The National Security Review Regulations remain largely as
they were in the draft published in July. As before, a notice of
potential national security review must be issued within 45 days of
either the relevant Minister being notified of the transaction or
the filing of an application for review. That said, the range of
transactions potentially subject to national security review is
much broader than the "acquisitions of control" of
Canadian businesses that are required to file notifications or
applications for review under the "net benefit"
provisions. If no notification or application for review under the
"net benefit" provisions was filed, the Minister of
Industry can issue a national security notice within 45 days of the
transaction first coming to the Minister's attention. Once such
a notice is issued, the entire process (including Cabinet review,
if ordered by the Minister) can take up to a further 85 days. Of
note, there is no mechanism for pre-clearing transactions, nor are
voluntary filings possible.
The national security provisions may have been put to use even
before the Regulations were promulgated. Press reports
concerning the ill-fated bid of George Forrest International S.A.
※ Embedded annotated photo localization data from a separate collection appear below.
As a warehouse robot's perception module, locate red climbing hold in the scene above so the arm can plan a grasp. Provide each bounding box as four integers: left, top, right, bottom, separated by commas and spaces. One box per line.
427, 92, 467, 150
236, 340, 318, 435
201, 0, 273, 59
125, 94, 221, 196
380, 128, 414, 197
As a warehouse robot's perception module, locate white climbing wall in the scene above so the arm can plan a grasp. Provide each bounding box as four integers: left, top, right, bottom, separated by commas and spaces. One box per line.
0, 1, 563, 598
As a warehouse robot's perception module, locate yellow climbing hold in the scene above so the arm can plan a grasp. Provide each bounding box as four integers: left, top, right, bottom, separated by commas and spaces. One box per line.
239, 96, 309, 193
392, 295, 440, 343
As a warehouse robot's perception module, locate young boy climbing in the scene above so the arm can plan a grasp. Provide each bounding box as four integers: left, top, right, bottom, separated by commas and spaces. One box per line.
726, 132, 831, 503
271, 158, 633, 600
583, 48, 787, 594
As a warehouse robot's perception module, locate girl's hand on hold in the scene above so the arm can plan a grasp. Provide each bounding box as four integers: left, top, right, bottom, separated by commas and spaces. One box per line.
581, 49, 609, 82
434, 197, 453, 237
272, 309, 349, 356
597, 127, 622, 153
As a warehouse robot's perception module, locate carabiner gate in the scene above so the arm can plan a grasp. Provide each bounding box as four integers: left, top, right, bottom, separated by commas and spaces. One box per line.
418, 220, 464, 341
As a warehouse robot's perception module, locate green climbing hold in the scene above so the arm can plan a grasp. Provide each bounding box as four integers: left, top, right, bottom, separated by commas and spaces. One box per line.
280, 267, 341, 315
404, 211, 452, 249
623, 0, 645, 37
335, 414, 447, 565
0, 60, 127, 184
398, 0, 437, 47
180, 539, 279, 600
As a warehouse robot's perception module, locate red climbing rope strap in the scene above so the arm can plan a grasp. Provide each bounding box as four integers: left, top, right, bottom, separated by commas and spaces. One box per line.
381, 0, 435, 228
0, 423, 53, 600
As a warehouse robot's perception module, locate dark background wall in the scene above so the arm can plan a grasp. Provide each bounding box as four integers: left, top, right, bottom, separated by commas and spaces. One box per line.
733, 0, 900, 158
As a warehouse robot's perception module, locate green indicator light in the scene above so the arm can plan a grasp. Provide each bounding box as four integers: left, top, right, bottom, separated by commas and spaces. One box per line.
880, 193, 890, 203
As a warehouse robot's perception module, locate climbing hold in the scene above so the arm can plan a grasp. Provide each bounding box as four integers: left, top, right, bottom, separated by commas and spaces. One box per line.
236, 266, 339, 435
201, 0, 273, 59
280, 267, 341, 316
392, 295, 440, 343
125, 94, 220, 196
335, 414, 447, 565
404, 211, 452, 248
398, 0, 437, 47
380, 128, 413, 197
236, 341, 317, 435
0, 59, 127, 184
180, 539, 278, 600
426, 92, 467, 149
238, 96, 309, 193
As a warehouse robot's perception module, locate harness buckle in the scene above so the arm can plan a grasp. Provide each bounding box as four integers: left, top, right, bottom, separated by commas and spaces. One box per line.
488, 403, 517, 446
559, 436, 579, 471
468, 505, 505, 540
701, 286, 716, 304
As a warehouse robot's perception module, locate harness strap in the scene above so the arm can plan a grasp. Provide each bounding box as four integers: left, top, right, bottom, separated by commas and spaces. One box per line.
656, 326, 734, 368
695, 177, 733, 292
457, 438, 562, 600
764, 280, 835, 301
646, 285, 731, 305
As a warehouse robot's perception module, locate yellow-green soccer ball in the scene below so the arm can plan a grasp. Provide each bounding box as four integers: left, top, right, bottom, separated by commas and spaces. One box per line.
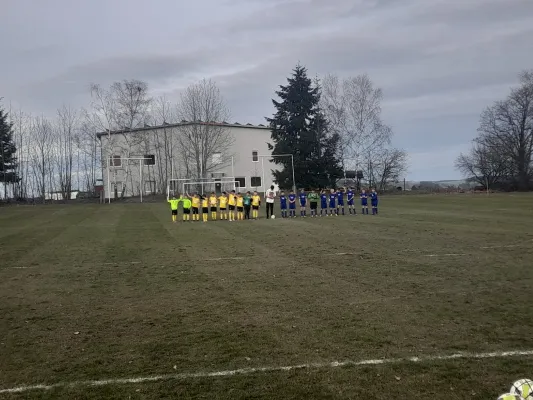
498, 394, 521, 400
510, 379, 533, 399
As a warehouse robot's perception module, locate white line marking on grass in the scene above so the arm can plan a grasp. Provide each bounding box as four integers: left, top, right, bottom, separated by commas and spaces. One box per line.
480, 245, 520, 249
1, 349, 532, 394
333, 252, 354, 256
103, 261, 142, 265
423, 253, 466, 257
204, 257, 245, 261
7, 266, 34, 269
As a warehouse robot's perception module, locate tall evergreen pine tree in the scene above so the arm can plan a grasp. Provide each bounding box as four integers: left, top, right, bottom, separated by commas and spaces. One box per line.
0, 105, 18, 189
266, 65, 342, 189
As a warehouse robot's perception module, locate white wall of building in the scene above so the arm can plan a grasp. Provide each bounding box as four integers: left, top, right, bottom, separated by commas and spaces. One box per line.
98, 122, 281, 199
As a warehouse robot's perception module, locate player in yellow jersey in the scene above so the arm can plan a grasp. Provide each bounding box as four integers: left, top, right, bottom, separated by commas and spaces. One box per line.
236, 192, 244, 220
228, 190, 236, 221
218, 192, 228, 220
181, 195, 192, 221
208, 192, 218, 220
251, 191, 261, 219
201, 195, 209, 222
191, 193, 200, 221
167, 195, 180, 222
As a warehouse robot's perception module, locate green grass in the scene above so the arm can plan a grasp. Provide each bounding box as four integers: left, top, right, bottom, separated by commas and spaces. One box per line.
1, 193, 533, 399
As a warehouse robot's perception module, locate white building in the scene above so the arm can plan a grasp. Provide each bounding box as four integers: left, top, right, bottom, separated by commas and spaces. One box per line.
97, 121, 286, 199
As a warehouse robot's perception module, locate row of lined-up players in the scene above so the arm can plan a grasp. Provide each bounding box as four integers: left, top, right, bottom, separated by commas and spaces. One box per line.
279, 188, 379, 217
167, 188, 379, 222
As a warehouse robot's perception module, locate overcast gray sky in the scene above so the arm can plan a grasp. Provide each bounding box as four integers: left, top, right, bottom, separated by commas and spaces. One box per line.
2, 0, 532, 180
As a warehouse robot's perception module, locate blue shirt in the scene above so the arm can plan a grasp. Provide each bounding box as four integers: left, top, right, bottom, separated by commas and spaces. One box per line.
329, 193, 336, 206
320, 193, 328, 206
288, 194, 296, 203
360, 193, 368, 202
337, 191, 344, 204
299, 193, 307, 204
280, 195, 287, 208
371, 192, 378, 202
347, 190, 354, 202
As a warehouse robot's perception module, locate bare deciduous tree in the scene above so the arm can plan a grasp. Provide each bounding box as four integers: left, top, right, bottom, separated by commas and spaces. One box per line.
175, 79, 234, 180
458, 70, 533, 190
30, 117, 54, 202
75, 119, 100, 194
321, 73, 392, 168
368, 148, 409, 190
150, 96, 177, 192
88, 80, 152, 198
55, 105, 78, 199
455, 141, 510, 188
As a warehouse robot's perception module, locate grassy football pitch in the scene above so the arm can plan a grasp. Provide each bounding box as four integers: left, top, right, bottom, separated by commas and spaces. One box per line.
1, 193, 533, 399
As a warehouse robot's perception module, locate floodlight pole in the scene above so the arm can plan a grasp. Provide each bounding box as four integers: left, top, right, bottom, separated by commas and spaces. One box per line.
107, 155, 111, 204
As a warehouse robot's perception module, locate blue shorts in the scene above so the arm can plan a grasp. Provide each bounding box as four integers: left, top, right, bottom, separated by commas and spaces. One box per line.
280, 204, 287, 210
329, 202, 336, 208
371, 201, 378, 207
300, 201, 306, 207
289, 204, 296, 209
321, 203, 327, 209
337, 201, 344, 207
347, 199, 354, 206
361, 200, 368, 206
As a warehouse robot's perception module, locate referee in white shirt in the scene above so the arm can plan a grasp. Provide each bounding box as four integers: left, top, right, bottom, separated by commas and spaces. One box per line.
265, 185, 276, 218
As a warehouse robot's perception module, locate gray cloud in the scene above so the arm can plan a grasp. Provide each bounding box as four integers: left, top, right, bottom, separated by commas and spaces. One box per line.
1, 0, 533, 180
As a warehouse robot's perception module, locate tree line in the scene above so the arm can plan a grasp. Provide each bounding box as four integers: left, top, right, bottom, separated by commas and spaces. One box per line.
456, 70, 533, 191
0, 64, 408, 201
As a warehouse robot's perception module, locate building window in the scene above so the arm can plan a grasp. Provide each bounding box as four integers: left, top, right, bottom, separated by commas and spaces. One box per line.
252, 150, 258, 162
251, 176, 262, 187
235, 177, 246, 189
111, 155, 121, 167
144, 155, 155, 165
212, 152, 222, 165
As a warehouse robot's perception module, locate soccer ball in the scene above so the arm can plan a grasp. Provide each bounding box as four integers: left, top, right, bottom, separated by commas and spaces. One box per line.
498, 394, 522, 400
510, 379, 533, 399
271, 215, 276, 219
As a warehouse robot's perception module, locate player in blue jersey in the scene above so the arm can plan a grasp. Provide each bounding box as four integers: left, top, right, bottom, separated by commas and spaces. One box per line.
288, 190, 297, 218
336, 187, 345, 215
299, 189, 307, 217
320, 190, 328, 216
346, 187, 356, 215
370, 188, 378, 215
360, 189, 369, 214
279, 191, 288, 218
328, 189, 337, 216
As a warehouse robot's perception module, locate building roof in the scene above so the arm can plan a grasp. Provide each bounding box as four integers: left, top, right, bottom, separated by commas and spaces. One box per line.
96, 121, 270, 139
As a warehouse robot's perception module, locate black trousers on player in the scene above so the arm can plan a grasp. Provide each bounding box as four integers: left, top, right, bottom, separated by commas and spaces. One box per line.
266, 202, 274, 218
244, 205, 251, 219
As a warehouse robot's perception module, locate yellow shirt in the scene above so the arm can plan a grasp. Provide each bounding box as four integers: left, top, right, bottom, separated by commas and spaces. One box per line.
228, 194, 236, 206
209, 196, 217, 206
218, 196, 227, 208
168, 199, 180, 210
236, 196, 244, 207
192, 197, 200, 208
201, 198, 208, 208
251, 195, 260, 206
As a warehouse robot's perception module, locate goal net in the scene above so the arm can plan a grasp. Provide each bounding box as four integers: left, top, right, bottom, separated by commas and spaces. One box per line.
167, 177, 239, 198
182, 180, 240, 196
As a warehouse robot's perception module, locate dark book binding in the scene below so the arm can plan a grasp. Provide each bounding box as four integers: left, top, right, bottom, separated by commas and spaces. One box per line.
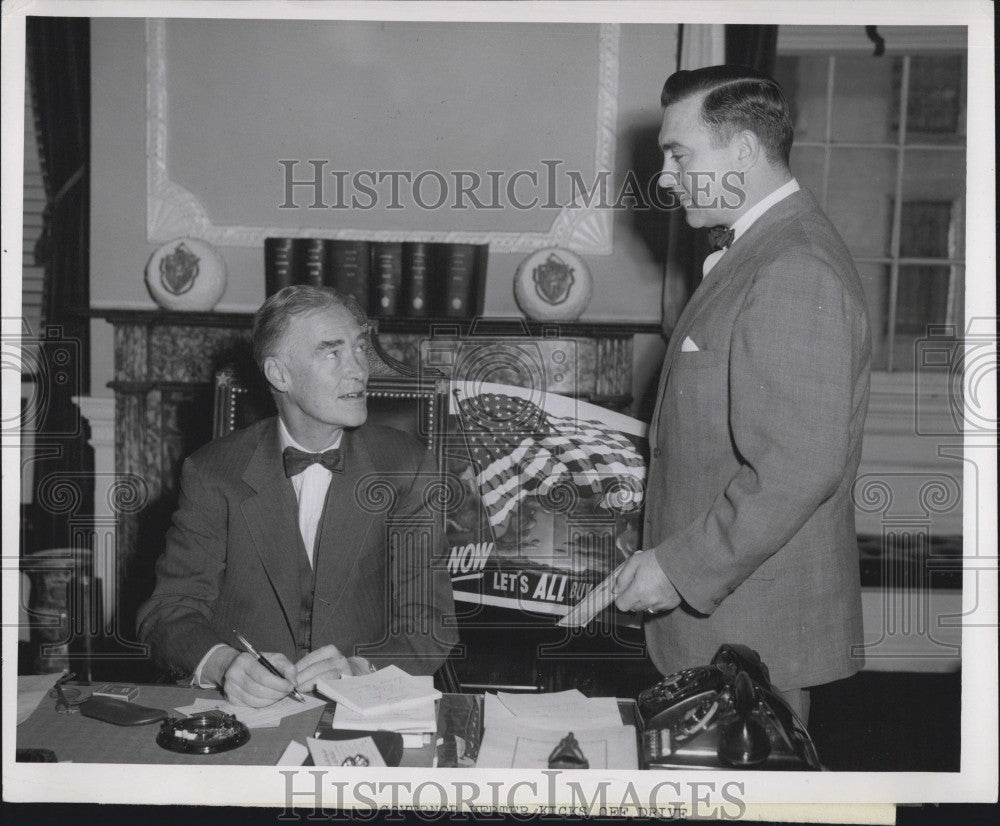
403, 242, 430, 317
267, 238, 487, 317
326, 240, 371, 312
263, 237, 296, 297
442, 243, 486, 318
299, 238, 327, 287
371, 241, 403, 316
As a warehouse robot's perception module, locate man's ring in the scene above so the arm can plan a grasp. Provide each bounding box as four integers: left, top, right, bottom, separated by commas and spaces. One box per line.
646, 607, 656, 614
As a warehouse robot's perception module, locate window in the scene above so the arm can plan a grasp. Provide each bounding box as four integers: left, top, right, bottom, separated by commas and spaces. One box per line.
774, 27, 967, 372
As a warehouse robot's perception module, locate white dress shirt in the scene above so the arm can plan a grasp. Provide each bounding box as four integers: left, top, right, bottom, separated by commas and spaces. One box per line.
192, 419, 342, 687
703, 177, 801, 276
278, 418, 342, 568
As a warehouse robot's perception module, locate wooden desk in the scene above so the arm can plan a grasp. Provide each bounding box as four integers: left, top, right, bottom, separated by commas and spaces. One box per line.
18, 682, 637, 768
15, 683, 438, 767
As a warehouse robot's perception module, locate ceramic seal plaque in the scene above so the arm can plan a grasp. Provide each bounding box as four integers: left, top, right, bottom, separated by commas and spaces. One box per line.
513, 247, 593, 321
145, 237, 227, 311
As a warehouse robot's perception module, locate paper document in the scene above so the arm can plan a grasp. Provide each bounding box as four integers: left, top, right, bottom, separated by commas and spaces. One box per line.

for Forsys Metals Corp., a Canadian company with uranium mining
interests in Africa, indicated that a notice under the
Investment Canada Act had been issued in that case, after
press reports surfaced speculating that the financing for the
transaction was coming from everywhere from Iran to the Russian
mob.
Notable for their absence from the Regulations are provisions
implementing the new thresholds for the traditional review of large
investments to ensure that they will be of "net benefit"
to Canada. Amendments to the ICA in March, 2009 called for a new
and higher ($600 million in the first year, as opposed to the $312
million threshold for 2009) threshold for "net benefit"
reviews, to be measured on the basis of enterprise value as opposed
to the book value of the assets being acquired. The draft
regulations, published for public comment in July, had proposed to
measure "enterprise value" for interests in publicly
traded entities on the basis of market capitalization, plus total
liabilities, minus cash and cash equivalents. The measure of
"enterprise value" for asset acquisitions and
acquisitions of interests in privately-held entities would continue
to be based upon the book value of the assets in question. Some
comments received from the Canadian Bar Association and others were
critical of the practicality of the proposed measures of enterprise
value for publicly-traded entities - not least because of the
volatility of market capitalization and the requirement to update
market capitalization on a quarterly basis. The Government has not
indicated what, if any, changes it will make to the draft
Regulations on enterprise value (as well as new, more stringent
information requirements for notifications and traditional
applications for review).
The content of this article is intended to provide a general guide to the subject matter. Specialist advice should be sought about your specific circumstances.